Thomas is a fixture of the late-night show’s highly ritualized Christmas celebrations. He stops by to perform two functions on the final episode of each year:
- He tells a hilarious anecdote about driving around “The Lone Ranger” star Clayton Moore.
- And he hurls footballs at the “Late Show” Christmas tree, attempting to knock off the meatball that is mounted at the top — and usually succeeding.
“Throwing a football at a meatball on top of a tree in front of a national broadcast audience is the greatest Christmas tradition there is, but it requires me to be 100 percent healthy,” Thomas said Tuesday. “Anything less would dishonor the ritual. I’ll be back in action next year for sure.”
The meatball tradition dates back to 1998, when New York Jets quarterback Vinny Testaverde was a guest. He and Letterman picked up footballs and began tossing them at the tree, consistently missing the meatball.
Watching their failures impatiently from the wings was fellow guest Thomas, former quarterback at tiny Central Piedmont Community College in Charlotte, N.C. He dashed onstage, picked up a pigskin and perfectly picked off the tree topper in one throw.

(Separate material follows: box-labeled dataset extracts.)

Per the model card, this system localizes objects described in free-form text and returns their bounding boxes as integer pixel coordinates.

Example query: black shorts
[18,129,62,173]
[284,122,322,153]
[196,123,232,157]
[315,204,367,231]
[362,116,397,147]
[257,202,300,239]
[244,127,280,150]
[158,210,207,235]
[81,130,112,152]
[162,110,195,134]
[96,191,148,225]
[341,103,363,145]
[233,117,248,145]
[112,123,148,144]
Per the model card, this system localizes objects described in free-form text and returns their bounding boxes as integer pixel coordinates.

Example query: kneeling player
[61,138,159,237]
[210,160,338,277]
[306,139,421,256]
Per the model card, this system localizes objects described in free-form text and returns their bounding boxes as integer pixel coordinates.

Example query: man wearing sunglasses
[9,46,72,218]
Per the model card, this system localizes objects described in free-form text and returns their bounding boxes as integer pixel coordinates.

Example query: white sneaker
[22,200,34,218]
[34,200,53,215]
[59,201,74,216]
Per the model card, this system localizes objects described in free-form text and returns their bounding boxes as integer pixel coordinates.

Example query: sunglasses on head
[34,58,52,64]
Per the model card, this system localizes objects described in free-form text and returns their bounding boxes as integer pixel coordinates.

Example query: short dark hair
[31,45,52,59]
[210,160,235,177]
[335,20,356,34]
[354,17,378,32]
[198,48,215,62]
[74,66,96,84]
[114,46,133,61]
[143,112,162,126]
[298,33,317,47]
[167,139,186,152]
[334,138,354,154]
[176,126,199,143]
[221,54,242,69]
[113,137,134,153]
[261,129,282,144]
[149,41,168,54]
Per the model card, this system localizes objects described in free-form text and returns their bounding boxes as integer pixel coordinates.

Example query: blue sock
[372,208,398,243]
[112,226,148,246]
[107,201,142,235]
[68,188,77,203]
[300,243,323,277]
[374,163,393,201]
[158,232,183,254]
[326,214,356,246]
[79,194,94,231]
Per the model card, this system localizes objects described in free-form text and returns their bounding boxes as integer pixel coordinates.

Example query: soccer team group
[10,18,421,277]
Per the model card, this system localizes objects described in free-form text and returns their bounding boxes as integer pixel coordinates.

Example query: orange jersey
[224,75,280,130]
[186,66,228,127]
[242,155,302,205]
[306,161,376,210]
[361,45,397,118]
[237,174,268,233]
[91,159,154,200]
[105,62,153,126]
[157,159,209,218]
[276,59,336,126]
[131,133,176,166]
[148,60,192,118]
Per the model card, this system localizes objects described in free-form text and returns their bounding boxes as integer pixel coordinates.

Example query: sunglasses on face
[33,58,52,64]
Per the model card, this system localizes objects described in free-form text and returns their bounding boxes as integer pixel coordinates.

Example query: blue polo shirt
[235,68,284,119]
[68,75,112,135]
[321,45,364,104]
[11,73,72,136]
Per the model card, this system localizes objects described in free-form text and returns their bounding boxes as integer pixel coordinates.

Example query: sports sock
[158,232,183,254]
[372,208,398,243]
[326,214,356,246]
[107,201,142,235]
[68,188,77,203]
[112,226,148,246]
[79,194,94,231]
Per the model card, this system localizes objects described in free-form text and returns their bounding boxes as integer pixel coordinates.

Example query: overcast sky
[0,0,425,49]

Since then, he’s returned each December to take aim at the evergreen. “It is the craziest thing I have ever been a part of,” Thomas told the AP in 2011.
In the 1990s, he was well-known as a TV sitcom actor, having appeared as Carla’s hockey-player husband on “Cheers” and a tabloid TV host on “Murphy Brown.” These days Thomas concentrates on his talk radio show on Sirius XM.
At least one “Late Show” tradition is unchanged: Love will be back to belt out “Christmas (Baby Please Come Home),” her classic single from Phil Spector’s revered holiday album.